Adjudication Matters – March 2019Print publication
Adjudication Decisions: To pay or delay?
M Davenport Builders Limited v Mr Colin Greer (1) Mrs Julia Greer (2)  EWCA 318 (TCC)
The Technology & Construction Court (“TCC“) has confirmed that a party cannot rely upon a ‘true value’ adjudicator’s decision in its favour as set-off or counterclaim to resist enforcement of a previous “no notice” adjudication if it has not first paid the sums awarded in that first adjudication.
It is common practice for a party to pursue a “smash and grab” or “no notice” adjudication where a paying party has failed to issue a valid Payment Notice or Pay Less Notice.
Recent case law such as Grove Developments Limited v S&T (UK) Limited (read the Court of Appeal’s Judgment here. We also covered the first instance decision in our Adjudication Matters – April 2018) confirmed that the paying party must comply with an adjudicator’s decision following a “no notice” adjudication and make payment of the sums directed by the adjudicator, prior to commencing any subsequent adjudication seeking a ‘true value’ of the sums due.
M Davenport Builders Limited (the Claimant) entered into a contract with Mr and Mrs Greer (the Defendants) to undertake construction works (the Works) at a building in Southport.
The Claimant made a payment application on 22 June 2018 for the sum of £106,160.84. The Defendants failed to submit either a Payment Notice or a Pay Less Notice in the required time and so the full amount became due. However, the Defendants refused to pay.
In response to the Defendants’ failure to make payment, the Claimant referred the dispute to adjudication (the First Adjudication) and were awarded payment in the sum of £106,160.84.
However, the Defendants did not make payment to the Claimant as required. Instead, six days after issue of the decision in the First Adjudication, the Defendants brought a subsequent adjudication (the Second Adjudication) which sought to assess the true value of the Works carried out by the Claimant and which, the Defendants claimed, would result in no payment being due.
The Second Adjudicator found in favour of the Defendants that the Final Account was significantly less than that which the Claimant had applied for.

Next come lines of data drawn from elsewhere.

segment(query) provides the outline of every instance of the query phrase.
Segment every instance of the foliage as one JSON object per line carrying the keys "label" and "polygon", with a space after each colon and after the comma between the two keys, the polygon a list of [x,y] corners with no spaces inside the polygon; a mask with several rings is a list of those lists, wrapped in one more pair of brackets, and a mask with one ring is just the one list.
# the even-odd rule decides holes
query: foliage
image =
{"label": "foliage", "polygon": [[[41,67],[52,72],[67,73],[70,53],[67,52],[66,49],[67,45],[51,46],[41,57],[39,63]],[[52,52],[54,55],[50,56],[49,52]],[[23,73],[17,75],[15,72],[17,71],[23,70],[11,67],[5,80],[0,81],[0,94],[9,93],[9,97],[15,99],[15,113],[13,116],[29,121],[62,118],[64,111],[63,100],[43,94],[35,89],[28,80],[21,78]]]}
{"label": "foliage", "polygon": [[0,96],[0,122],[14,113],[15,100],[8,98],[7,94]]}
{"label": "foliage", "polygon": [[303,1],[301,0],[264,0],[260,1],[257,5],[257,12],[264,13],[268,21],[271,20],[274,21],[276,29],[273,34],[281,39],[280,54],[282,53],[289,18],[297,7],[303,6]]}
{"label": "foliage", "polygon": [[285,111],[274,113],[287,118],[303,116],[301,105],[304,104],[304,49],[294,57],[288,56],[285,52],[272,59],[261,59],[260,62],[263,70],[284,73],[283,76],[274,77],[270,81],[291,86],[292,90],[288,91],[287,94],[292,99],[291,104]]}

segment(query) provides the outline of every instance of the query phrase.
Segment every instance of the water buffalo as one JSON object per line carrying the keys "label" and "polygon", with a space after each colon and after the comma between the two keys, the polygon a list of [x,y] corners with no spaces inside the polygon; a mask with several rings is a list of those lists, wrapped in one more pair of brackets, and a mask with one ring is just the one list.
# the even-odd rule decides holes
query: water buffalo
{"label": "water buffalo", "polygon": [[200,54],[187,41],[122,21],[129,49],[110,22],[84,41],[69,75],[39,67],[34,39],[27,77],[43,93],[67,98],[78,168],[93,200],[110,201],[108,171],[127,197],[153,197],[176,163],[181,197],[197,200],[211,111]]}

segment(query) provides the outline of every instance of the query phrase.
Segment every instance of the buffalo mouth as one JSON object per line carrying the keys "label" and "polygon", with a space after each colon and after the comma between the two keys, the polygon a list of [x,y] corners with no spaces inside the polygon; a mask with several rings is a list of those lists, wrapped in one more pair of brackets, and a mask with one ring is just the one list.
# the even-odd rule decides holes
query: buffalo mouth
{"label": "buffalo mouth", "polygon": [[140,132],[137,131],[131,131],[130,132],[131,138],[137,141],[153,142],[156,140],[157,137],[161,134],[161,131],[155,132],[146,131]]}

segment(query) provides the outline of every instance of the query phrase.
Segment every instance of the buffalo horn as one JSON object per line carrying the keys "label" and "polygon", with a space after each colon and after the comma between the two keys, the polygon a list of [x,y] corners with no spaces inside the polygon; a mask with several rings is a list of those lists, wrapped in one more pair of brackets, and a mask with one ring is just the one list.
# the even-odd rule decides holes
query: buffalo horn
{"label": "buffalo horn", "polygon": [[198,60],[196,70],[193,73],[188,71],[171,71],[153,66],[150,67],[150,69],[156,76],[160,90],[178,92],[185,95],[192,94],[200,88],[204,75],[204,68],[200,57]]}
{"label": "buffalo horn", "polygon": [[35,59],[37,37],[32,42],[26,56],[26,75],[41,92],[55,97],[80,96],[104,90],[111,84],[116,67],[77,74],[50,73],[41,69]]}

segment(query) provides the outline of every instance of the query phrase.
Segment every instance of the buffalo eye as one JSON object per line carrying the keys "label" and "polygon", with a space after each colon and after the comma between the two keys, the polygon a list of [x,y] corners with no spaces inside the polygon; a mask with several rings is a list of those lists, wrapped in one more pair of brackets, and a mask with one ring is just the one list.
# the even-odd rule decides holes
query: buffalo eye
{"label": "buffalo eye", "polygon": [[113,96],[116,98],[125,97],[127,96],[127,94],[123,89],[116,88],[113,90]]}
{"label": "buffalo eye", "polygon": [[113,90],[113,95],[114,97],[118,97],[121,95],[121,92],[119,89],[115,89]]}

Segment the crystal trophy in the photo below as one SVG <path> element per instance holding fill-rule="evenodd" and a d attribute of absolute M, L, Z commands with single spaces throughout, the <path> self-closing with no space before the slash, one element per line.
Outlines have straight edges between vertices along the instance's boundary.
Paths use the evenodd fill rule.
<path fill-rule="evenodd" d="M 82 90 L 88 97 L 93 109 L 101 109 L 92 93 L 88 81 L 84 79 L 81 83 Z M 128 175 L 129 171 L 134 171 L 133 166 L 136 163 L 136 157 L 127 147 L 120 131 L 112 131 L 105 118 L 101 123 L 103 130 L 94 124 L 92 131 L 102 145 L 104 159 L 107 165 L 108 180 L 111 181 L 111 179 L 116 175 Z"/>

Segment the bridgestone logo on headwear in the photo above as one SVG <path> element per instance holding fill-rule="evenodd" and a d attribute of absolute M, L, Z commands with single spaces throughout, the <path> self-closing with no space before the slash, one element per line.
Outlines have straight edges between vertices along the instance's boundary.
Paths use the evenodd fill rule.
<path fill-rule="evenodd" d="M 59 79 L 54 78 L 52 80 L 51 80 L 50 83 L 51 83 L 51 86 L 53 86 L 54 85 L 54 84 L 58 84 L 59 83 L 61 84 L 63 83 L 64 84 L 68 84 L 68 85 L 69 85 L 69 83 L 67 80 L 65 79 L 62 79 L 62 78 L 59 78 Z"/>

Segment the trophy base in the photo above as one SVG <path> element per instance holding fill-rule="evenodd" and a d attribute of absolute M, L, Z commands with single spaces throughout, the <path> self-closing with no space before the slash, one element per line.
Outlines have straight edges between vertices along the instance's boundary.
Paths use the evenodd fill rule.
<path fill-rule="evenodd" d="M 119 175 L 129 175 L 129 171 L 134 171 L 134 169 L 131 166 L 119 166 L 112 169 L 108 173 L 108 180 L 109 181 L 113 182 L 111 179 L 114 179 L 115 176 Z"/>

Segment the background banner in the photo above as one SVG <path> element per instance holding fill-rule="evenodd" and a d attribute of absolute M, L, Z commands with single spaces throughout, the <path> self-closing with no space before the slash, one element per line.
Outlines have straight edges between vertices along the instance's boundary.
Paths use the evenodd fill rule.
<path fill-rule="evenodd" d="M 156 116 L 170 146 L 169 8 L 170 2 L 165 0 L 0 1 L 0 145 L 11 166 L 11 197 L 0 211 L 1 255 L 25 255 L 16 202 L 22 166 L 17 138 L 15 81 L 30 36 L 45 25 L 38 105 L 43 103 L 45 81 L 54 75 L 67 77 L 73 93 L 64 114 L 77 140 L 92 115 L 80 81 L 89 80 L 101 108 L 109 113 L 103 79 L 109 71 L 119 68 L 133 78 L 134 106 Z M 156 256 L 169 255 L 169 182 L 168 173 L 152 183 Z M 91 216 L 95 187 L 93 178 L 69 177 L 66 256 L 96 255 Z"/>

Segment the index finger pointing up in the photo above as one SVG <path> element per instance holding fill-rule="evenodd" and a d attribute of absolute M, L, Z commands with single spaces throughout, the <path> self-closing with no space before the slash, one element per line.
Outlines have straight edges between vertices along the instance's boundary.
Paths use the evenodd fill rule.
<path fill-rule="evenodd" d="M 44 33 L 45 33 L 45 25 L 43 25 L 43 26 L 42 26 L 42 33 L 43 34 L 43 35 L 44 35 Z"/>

The Claimant brought enforcement proceedings against the Defendants in relation to the First Adjudication. The Defendants sought to rely on the decision reached in the Second Adjudication in order to set-off against the amounts payable to the Claimant under the decision reached in the First Adjudication.
The TCC found in favour of the Claimant, and granted the application to enforce the First Adjudicator’s decision, notwithstanding the decision reached in the Second Adjudication. The Defendants were not entitled to rely on its defence of set-off or counterclaim.
The TCC expressly referred to public-policy considerations in reaching its decision in favour of the Claimant. The adjudication regime exists in order to enforce prompt payment of sums due, without requiring parties to go through the expensive and lengthy civil litigation procedure. It is not appropriate that a party could delay payment of an adjudicator’s award by bringing further adjudications or court proceedings.
The Court’s position is that a party should first pay before it can rely on a subsequent adjudication decision as set-off or counterclaim.
However, it was questioned whether such a policy meant that a party would always be prevented from commencing a true value adjudication before it has paid the sums awarded in a previous no notice adjudication. The Judge recognised that there may be circumstances where a true value adjudication could be commenced prior to payment (even if it could not be relied upon before payment were made). The Judge did not provide examples of such circumstances which means that they are likely to be fact specific and rare.
Unless there are particularly unusual circumstances, a party should discharge its obligations contained in any prior “no notice” adjudications before issuing a subsequent true value adjudication.
This case not only serves as a helpful reminder that the Courts will expect parties to have paid the relevant sums awarded before bringing a true value adjudication, but also highlights the importance of serving timely Payment Notices and Pay Less Notices so as to avoid being subject to a “no notice ” adjudication.